Reversal Days

Sometimes called blowoffs and selling climaxes, these are dramatic market actions. The two terms are opposites. Blowoffs happen at market tops, and selling climaxes occur at bottoms. Take a look at the Light Sweet Oil chart again–


A blowoff occurs when the price shoots up with increased volume, but the open interest declines, and the price peaks and drops abruptly. You can see that the high of 83.975 occurred with an increase in volume but a declining open interest. The result was a sudden drop back.

The definition of a top reversal or blowoff is when a new high is set in an uptrend, but the close is lower than the previous day. As you can see on the enlarged section above, the red candlestick fulfils this definition. The high of 83.975 was the peak achieved by the price during this period, but the red candle, bearish in this color scheme, shows a close way down at the level of the dotted line, which in this case represents 82.000.

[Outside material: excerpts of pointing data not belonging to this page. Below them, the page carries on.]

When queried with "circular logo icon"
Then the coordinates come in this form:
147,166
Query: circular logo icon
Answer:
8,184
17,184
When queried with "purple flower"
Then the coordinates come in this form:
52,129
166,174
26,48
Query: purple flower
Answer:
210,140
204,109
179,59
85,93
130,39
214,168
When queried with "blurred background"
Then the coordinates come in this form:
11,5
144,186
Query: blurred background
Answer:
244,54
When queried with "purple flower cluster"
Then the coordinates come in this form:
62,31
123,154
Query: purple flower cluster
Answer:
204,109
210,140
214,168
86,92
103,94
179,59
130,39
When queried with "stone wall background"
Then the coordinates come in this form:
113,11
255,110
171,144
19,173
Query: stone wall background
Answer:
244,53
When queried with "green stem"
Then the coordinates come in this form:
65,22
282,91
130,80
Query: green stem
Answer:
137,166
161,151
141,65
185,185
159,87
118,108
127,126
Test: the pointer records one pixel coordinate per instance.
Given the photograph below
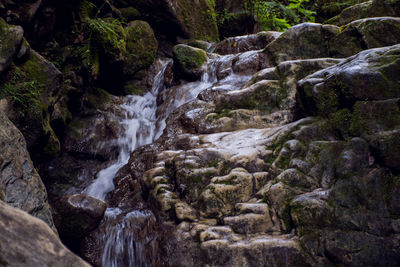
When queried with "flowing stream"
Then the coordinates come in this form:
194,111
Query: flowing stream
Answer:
128,237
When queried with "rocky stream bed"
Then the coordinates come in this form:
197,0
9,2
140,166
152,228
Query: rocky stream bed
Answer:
267,149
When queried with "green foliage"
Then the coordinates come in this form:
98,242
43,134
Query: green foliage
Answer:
274,15
96,35
23,93
223,17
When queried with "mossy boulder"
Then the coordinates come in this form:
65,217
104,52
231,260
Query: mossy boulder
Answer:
184,18
10,41
365,34
141,47
34,88
189,61
374,8
130,13
303,41
340,86
20,184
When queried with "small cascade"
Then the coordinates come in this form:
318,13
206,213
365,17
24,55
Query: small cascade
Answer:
128,237
130,240
139,124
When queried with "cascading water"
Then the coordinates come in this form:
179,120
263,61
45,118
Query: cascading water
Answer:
140,127
128,237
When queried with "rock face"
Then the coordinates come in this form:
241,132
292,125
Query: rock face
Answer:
273,149
245,43
27,240
374,8
20,184
84,214
193,20
243,171
189,61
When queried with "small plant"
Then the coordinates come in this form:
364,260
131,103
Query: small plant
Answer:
273,15
25,94
96,35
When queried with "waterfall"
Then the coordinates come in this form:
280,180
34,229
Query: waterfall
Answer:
130,241
139,126
128,237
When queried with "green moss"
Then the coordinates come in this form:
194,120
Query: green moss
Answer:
340,121
134,89
160,191
213,163
97,97
287,218
33,68
141,47
3,262
25,93
198,19
229,181
190,58
130,13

Reversal days do not have to be in futures, you can see the same chart pattern in any security, but with other financial instruments you will not have the clue of declining open interest to warn you that it may be about to happen. You will however still see an increased trading volume.

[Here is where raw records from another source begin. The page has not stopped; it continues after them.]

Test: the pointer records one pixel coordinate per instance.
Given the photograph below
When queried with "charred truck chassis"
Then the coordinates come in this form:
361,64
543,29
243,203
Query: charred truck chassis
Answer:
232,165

This is a signal for a near-term trend reversal, and is stronger the larger the day’s trading range, and the greater the volume. In this case, the reversal was dramatic, as you can see.

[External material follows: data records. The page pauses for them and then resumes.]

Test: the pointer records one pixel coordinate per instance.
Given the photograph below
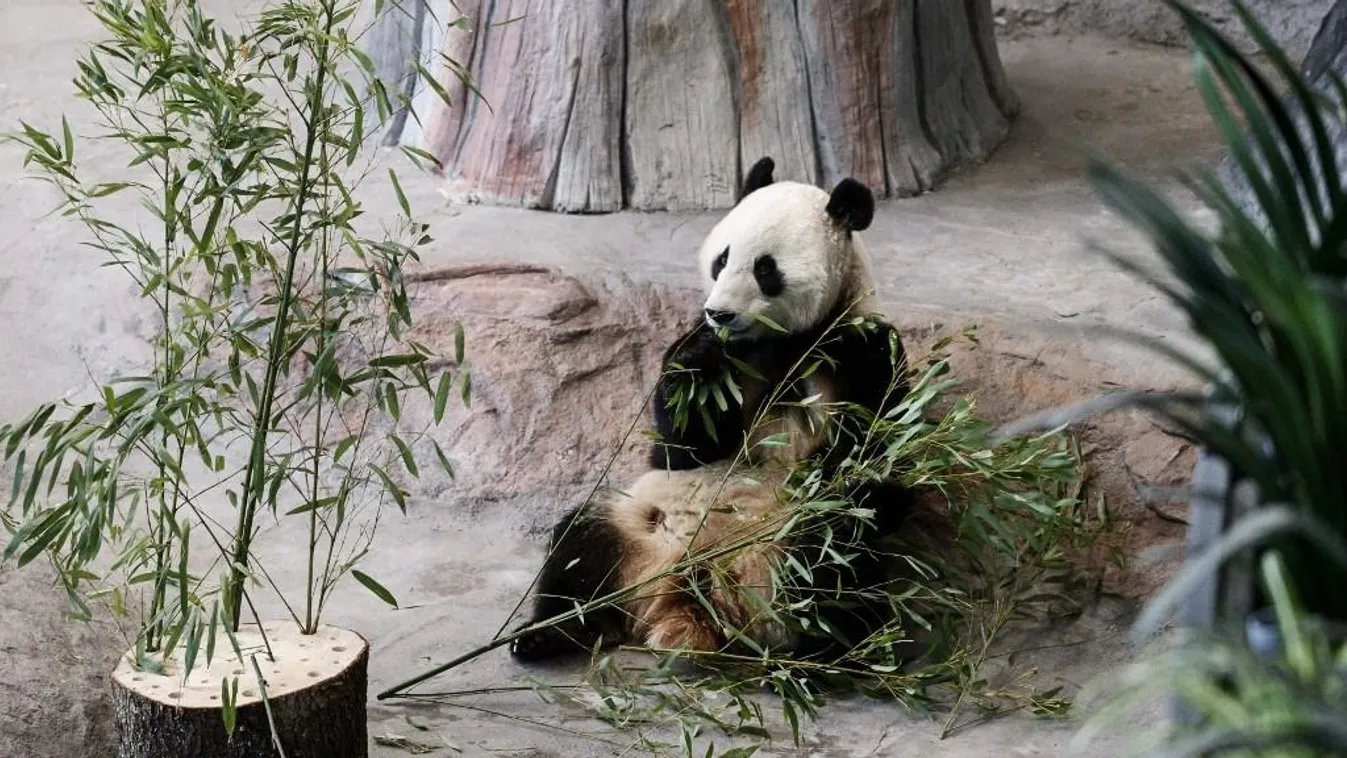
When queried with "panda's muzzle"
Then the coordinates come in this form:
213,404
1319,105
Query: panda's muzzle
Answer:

The bottom reversal day, or selling climax, is just as dramatic. There is heavy volume as many of the long positions decide to sell out of the downtrend, and with the selling pressure off the prices quickly rally again. Prices may continue to rally or decline again later, but this low point is a significant factor.

Reversal days can be seen on weekly and monthly charts too, where analysts regard them as much more significant. For instance, on a weekly upside reversal, the market would trade lower during the week and make a new low for the price move, but by Friday the price at the higher than the previous Friday’s close. On a monthly chart a top reversal pattern would be when the market has been trading higher this month than last, making a new high, but the month closes with the price below last month’s close. It is obvious that these booths are much more significant, because they are sustained over the period of a week or a month rather than single daily occurrences.

Just to recap, the reversal day (or week or month) does not necessarily signal the top or bottom of the market, but often will. It does however always signal a significant high or low in the market.